Des modalités de remboursement adaptées aux différentes maturités
Contrairement à un remboursement standard unifié, cette échéance combine amortissement du capital et versement des coupons pour l’ensemble des tranches. Ainsi, les détenteurs de la tranche A recevront un coupon net de 10 580 FCFA par obligation, dont 10 000 FCFA de principal et 580 FCFA d’intérêts. Pour la tranche B, le montant s’élève à 5 600 FCFA, répartis en 5 000 FCFA d’amortissement et 600 FCFA de coupon. Les tranches C et D, à échéance plus lointaine, ne bénéficient pour l’instant que des intérêts, fixés respectivement à 675 et 725 FCFA par titre. Cette organisation reflète une stratégie d’emprunt structurée en plusieurs horizons, où les investisseurs acceptent de reporter leur récupération du capital en échange d’un rendement accru sur le long terme. Elle traduit également l’évolution de l’ingénierie obligataire au sein de la zone CEMAC.
Un emprunt historique pour le marché financier régional
L’émission initiale de 2023 avait permis au Cameroun de lever plus de 176 milliards de FCFA, dépassant largement l’objectif initial de 150 milliards.

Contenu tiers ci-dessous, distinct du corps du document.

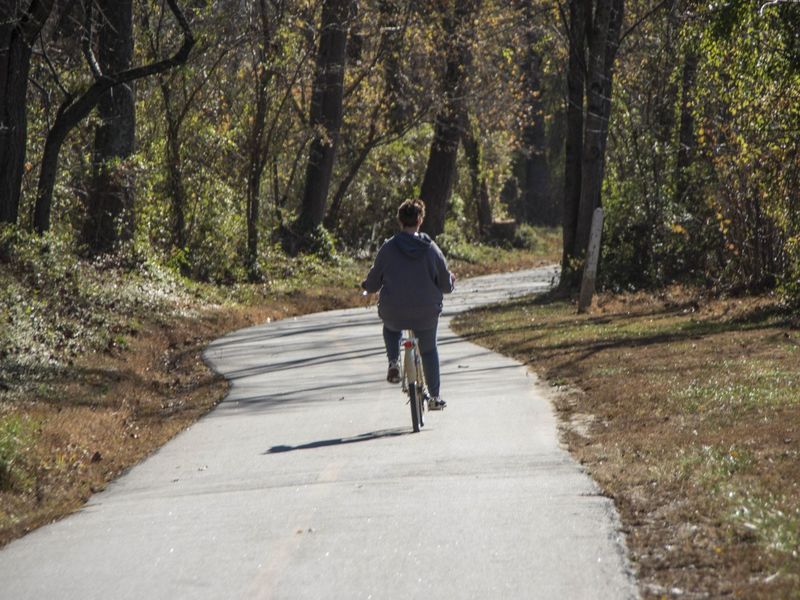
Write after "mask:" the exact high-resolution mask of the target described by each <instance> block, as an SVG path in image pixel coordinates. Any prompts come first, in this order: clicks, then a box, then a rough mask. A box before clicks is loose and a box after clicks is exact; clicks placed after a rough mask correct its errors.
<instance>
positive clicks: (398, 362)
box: [386, 360, 400, 383]
mask: <svg viewBox="0 0 800 600" xmlns="http://www.w3.org/2000/svg"><path fill="white" fill-rule="evenodd" d="M386 381H388V382H389V383H400V363H399V362H398V361H396V360H393V361H391V362H390V363H389V370H388V371H387V372H386Z"/></svg>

Cette opération marquait la septième émission obligataire couronnée de succès pour Yaoundé sur le marché financier sous-régional unifié, et la première expérience à tranches multiples dans la sous-région. L’objectif ? Élargir la base d’investisseurs en proposant des maturités adaptées aux profils de risque et aux contraintes de liquidité des souscripteurs.
Le contexte économique de l’époque n’était pas des plus favorables. La Banque des États de l’Afrique centrale (BEAC) avait instauré un cycle de resserrement monétaire pour contrer les tensions inflationnistes, ce qui avait mécaniquement alourdi le coût des ressources empruntées par les Trésors nationaux. En diversifiant son offre, le Cameroun a offert aux investisseurs la possibilité de choisir entre des placements courts, moins rémunérateurs, et des engagements longs assortis de coupons plus attractifs. Cette approche technique a été validée par le succès de la souscription.
Un enjeu de crédibilité et de gestion de la dette souveraine
Pour les autorités camerounaises, le respect rigoureux des échéances de remboursement va bien au-delà d’une simple obligation contractuelle. Il s’agit d’un message adressé à une communauté d’investisseurs régionaux dont les décisions influencent directement les futures levées de fonds. Les États de la CEMAC sollicitent de plus en plus le marché obligataire pour financer leurs déficits budgétaires et leurs projets d’investissement public, dans un contexte où l’accès aux financements extérieurs s’est considérablement restreint.
Cette échéance du 23 juin met également en exergue l’importance croissante du service de la dette intérieure dans les finances publiques du Cameroun. Bien que cette solution offre une alternative précieuse aux bailleurs internationaux et aux eurobonds, son coût reste étroitement lié aux conditions monétaires fixées par la BEAC et à la perception du risque souverain par les investisseurs locaux. Chaque paiement effectué à temps renforce la crédibilité de Yaoundé et influence les conditions des prochaines émissions du Trésor.
Cependant, le défi persiste : concilier les impératifs de financement avec la soutenabilité de la charge d’intérêts constituera un paramètre clé pour les prochains exercices budgétaires. Cette opération confirme par ailleurs le rôle central acquis par la BVMAC dans le financement des États de la sous-région.